This past week I gained some learning experience not in the academic realm, but within the outside world. A group of friends and I went to Destin, Florida for spring break this past week and we thought the vacation would go off without a hitch. Only a few people in the house were of drinking age and, shocking as it may sound, the rest of us were not entirely fans of alcohol. We intended on having a week of laying on the beach and enjoying the beautiful weather and white sand before returning to the reality of school. This semester had been stressful and we all needed a break, so what is better than a week at the Gulf? Our time started off calm, walking to Henderson Beach and relaxing the hours away. Nothing could ruin our time away from school and responsibilities, just taking in the sun... the third night, however, an ordeal occurred that none of us could have prepared for.
I was in my room, talking to a friend, when another girl from our group came in. "Kiley, Jack's (we'll call him Jack) face is yellow and his lips are purple." Jack is 21 and experienced in his drinking habits, but that day he had only been on the beach with the rest of the group and had slept through the late afternoon. I walked into the kitchen to check on him and sure enough, his coloring was worrisome. I came up to the side of him and asked, "Jack, how ya doing, buddy?" Almost as if my words were a trigger he fell forward and I caught him before his head hit the counter, and immediately moved him to the ground because he stopped breathing. We got someone on the phone with 911 and someone in the house stepped up who knew CPR was ready to have to resuscitate him. We rolled him on his side and held his head as he began to convulse, and by the time the paramedics got there we had everything under control. They checked his vitals and said he was fine, advised us to go to the hospital, and 5 1/2 hours later we had a doctor tell us that he was dehydrated and just needed to watch his fluid intake.
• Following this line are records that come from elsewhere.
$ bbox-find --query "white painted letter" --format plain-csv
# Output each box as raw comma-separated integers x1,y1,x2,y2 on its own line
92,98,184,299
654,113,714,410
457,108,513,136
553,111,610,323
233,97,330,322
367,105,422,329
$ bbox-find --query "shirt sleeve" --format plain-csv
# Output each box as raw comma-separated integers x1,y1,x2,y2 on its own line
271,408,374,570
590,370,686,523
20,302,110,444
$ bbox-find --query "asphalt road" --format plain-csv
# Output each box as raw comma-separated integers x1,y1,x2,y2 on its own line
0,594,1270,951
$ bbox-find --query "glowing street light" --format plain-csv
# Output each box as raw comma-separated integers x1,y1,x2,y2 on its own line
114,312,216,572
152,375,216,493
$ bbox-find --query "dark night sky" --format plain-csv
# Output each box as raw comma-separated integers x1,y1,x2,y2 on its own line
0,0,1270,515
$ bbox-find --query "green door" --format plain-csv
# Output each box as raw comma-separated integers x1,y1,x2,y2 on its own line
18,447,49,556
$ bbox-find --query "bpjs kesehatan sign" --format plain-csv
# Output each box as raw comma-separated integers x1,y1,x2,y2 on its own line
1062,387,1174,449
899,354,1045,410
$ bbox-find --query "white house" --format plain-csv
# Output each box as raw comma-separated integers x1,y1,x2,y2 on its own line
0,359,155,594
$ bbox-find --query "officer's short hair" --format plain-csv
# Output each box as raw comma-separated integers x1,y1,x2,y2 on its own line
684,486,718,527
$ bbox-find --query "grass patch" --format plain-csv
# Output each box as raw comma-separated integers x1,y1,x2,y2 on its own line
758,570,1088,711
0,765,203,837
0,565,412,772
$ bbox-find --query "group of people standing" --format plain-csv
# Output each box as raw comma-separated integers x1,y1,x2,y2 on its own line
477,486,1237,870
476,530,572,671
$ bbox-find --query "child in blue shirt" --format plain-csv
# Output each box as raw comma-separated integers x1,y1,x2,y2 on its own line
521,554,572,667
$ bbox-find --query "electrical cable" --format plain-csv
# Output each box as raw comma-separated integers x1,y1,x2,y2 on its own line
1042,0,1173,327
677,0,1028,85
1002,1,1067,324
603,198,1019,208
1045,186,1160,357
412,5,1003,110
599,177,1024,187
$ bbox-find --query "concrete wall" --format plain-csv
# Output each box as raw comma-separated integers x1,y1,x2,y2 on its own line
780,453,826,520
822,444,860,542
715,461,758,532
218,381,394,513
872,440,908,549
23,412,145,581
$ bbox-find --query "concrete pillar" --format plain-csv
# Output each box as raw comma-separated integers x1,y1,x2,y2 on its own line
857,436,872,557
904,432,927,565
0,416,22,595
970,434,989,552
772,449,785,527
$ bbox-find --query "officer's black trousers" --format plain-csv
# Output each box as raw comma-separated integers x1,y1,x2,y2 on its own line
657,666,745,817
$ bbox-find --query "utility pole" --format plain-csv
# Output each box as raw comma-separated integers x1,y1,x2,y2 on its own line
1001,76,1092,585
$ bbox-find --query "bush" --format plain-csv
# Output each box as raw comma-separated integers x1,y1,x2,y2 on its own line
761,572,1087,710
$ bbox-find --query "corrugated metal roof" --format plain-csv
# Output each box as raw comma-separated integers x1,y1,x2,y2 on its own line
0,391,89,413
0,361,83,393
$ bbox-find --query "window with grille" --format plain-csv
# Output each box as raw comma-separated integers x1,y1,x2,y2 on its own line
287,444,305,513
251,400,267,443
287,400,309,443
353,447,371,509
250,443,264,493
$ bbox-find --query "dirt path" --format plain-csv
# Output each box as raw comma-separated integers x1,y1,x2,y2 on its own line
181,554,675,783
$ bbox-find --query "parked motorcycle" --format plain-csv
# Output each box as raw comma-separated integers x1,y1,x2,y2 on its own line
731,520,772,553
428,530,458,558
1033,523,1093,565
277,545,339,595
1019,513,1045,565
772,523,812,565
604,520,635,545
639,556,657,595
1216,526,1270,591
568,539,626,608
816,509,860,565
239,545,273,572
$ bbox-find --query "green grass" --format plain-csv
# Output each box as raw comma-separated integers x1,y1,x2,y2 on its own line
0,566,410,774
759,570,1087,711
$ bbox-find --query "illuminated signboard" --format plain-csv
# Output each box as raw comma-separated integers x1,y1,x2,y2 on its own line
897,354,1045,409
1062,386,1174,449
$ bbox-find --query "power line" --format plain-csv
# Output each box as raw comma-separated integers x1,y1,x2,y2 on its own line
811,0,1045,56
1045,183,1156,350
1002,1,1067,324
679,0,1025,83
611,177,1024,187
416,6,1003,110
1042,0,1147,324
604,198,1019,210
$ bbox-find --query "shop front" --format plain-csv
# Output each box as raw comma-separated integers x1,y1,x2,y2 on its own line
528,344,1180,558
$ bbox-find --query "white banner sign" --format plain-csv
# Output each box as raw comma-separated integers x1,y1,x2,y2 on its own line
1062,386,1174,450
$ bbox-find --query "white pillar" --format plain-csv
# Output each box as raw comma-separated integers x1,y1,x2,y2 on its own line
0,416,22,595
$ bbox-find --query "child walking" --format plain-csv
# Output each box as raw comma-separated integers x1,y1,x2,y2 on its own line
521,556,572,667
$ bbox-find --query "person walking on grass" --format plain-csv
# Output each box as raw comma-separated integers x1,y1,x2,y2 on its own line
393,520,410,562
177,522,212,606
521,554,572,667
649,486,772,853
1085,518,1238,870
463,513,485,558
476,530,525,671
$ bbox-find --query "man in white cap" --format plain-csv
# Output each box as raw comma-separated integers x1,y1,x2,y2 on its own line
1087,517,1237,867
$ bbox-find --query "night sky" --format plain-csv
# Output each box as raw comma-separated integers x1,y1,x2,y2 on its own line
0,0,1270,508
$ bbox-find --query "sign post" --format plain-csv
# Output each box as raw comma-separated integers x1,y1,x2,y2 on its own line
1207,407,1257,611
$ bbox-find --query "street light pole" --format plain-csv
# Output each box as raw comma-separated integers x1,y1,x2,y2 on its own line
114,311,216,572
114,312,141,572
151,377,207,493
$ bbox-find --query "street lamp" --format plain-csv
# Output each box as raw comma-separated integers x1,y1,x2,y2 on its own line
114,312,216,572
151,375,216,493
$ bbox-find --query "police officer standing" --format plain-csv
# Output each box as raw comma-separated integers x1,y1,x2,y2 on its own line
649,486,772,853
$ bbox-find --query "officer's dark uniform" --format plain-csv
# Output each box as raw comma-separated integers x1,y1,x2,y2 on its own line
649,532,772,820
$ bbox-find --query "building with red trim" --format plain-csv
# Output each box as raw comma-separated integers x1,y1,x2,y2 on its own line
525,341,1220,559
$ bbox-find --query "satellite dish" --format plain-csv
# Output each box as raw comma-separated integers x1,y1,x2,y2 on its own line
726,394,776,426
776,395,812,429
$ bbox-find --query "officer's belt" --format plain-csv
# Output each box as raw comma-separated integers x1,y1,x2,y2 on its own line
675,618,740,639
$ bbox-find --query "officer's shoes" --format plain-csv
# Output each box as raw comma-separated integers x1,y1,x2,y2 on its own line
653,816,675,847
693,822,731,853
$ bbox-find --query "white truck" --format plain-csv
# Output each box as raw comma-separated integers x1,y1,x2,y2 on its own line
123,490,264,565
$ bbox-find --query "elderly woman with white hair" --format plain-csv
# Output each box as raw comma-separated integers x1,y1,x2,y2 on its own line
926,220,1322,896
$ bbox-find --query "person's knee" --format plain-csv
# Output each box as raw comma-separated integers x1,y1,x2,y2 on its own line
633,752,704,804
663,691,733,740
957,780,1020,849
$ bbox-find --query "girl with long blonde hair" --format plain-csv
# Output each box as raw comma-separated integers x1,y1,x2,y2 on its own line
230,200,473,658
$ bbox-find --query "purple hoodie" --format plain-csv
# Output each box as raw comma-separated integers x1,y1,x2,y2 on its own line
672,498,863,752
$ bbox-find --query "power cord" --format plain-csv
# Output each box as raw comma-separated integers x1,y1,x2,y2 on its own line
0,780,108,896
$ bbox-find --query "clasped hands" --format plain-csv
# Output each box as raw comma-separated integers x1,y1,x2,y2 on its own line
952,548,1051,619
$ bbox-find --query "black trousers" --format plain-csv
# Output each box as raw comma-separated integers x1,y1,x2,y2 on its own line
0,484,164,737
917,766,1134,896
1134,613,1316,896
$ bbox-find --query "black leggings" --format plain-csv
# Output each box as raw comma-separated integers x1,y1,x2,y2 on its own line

The rest of the week actually did go off without a hitch, and we moved on from the issue fairly quickly. I watched Jack like a hawk the rest of the week, even making him sleep in my bed downstairs so I could monitor him the first night after the incident. As scary as the ordeal was, I feel like I grew not only in how I saw myself but how I saw my friends. Overall this was a traumatizing event. We were incredibly lucky to have everything turn out fine and everyone be healthy, because things could have ended in such a tragic way. What I gained from this was a respect for my friends and the calmness they maintained through the whole event. We all kept our heads and showed immense maturity in a stressful situation, and it made me realize that maybe I was more prepared for the real world than I thought I was. There has been so much talk about my honors thesis, graduate school, career paths, and all these things that are at least three years off and that I have been trying to avoid for a while because, quite frankly, the thought of growing up scares me. After that night, I realized I can handle a lot more stress and pressure than I thought I was capable of, and that I had well-rounded friends who can provide a reliable support group. The future is inevitable and scary, there is no denying that, but realizing your own potential and the resources you have around you can help you learn it's not as intimidating as it seems.